Perhaps not surprisingly, having realized they've largely squandered the past year, some members of the Assembly have proposed keeping the Sullivan Arena as a shelter while they research other options. If that feels a little like the Legislature's years-long inability to develop a long-term budget solution, it should: Both are born of the same inertia, the sense that even if it isn't ideal, the status quo is working well enough and the hard decisions can be made later. And both have real costs to Alaskans who ultimately bear the cost, in spent savings and wasted resources. The Assembly created this problem when, under the leadership of Chair Felix Rivera and now Suzanne LaFrance, it did nothing to try to solve a problem it knew was coming as shelter options fell through. That's the height of irresponsible governance.

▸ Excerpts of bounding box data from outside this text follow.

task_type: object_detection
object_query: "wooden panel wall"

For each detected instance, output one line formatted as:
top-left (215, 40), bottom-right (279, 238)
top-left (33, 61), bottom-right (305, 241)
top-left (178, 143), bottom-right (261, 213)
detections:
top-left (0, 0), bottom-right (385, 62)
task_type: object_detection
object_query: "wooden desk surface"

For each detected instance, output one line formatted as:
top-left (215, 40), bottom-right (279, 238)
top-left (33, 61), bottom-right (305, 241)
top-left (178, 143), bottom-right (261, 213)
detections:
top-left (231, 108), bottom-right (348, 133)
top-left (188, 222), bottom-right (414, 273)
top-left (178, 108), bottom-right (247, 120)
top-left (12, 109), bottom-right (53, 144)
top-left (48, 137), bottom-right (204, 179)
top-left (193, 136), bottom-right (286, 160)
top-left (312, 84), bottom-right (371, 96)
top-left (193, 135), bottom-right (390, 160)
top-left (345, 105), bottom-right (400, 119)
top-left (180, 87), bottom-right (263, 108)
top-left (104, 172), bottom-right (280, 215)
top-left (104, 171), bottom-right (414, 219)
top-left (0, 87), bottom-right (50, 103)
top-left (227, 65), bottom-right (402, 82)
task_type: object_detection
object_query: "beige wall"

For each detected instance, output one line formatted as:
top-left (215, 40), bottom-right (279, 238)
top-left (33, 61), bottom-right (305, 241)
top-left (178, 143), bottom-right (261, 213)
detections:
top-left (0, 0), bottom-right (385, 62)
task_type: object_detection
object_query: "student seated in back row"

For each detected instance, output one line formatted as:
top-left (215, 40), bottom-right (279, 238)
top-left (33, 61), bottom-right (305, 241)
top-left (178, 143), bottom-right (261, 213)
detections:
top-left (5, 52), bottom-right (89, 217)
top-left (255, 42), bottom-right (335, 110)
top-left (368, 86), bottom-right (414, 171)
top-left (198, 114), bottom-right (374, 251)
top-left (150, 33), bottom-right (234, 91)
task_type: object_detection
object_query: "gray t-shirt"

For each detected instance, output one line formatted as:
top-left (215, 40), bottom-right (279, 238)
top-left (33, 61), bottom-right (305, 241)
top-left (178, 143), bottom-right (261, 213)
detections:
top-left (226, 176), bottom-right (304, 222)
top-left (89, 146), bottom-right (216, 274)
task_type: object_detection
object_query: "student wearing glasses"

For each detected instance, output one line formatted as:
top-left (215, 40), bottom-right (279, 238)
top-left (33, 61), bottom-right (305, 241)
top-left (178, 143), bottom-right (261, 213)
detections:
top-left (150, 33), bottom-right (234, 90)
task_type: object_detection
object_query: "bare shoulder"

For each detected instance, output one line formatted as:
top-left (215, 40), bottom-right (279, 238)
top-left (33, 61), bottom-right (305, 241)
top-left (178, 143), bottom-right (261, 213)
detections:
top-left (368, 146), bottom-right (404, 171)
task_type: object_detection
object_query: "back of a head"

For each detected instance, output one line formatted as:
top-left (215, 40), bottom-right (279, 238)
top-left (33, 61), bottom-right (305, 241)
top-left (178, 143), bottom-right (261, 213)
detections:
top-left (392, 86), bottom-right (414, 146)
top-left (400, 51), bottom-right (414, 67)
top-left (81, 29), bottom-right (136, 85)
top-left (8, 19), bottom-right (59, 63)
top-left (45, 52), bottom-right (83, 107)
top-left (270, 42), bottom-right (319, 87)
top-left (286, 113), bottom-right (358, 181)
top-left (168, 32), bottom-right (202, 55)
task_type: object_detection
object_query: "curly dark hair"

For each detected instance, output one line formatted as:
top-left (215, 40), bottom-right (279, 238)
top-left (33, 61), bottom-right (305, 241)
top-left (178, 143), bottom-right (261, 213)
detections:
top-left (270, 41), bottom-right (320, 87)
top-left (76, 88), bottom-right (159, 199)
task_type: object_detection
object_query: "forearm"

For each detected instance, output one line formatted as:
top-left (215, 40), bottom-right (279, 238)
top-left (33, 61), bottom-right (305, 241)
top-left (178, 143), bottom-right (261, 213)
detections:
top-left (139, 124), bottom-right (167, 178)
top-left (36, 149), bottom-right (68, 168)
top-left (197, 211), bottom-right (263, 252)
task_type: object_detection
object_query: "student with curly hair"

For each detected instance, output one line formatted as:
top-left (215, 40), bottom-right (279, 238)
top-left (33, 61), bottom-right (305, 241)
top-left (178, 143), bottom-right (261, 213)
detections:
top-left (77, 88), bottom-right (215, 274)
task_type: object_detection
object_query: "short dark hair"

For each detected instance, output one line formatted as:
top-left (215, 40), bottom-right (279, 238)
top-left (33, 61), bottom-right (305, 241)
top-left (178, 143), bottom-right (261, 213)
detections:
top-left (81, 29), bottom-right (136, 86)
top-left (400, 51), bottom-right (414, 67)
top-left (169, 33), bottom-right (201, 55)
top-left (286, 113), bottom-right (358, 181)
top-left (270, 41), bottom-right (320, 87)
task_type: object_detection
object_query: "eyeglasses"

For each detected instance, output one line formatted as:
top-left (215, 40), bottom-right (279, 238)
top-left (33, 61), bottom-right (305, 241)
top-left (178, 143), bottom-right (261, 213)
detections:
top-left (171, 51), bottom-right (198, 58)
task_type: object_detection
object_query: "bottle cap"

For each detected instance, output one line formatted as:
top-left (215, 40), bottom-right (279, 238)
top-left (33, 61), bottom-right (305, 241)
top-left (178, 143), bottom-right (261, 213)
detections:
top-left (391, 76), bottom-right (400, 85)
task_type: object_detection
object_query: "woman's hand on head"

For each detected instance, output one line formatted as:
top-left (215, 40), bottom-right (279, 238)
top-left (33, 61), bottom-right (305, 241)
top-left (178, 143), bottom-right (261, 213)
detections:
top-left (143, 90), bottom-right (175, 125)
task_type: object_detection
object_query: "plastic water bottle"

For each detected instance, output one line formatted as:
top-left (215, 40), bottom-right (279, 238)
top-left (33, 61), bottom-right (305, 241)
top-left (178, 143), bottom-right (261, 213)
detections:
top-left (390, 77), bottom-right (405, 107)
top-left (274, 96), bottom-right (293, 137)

The Bronson plan's flaws were evident, but it was at least a starting point for discussion — or could have been. Whether members agreed or disagreed with aspects of the proposal, it was the most clear-eyed attempt to solve homelessness that Anchorage has seen in decades. If there were aspects members disagreed with, they should have done so by putting it on the table for a discussion. That's how compromises are made. A glimpse of that discussion was evident in an amendment offered by Assembly members Meg Zaletel and Forrest Dunbar, which would have scaled back Bronson's mass shelter and tied it to the Alaska Club purchase. But the chance to debate that proposal died, too, thanks to the Assembly's decision to kill the measure outright. Based on recent events, residents are right to assume that the Assembly is not interested in fully confronting this problem.

The Sullivan Arena has been in operation as a mass shelter for nearly a year and a half, and in a matter of weeks, funding for its continued operation is set to run out. Inaction — the course that the Assembly has charted for more than a year — is no longer an option. Continuing with the Sullivan as a mass shelter despite its obvious shortcomings and significant expense is similarly irresponsible. After kicking the can down the road, the Assembly no longer has the luxury of waiting for plans to be offered up, only to swat them down without a public hearing. Assembly chair Suzanne LaFrance put out a statement Wednesday reassuring the public that the group and the mayor's administration are working on a compromise solution. That solution needs to be worked out transparently and urgently, because Sept. 30 is fast approaching — and so is winter, when the consequences of not having an adequate shelter solution will become far more severe. We can't afford to play petty politics for another year.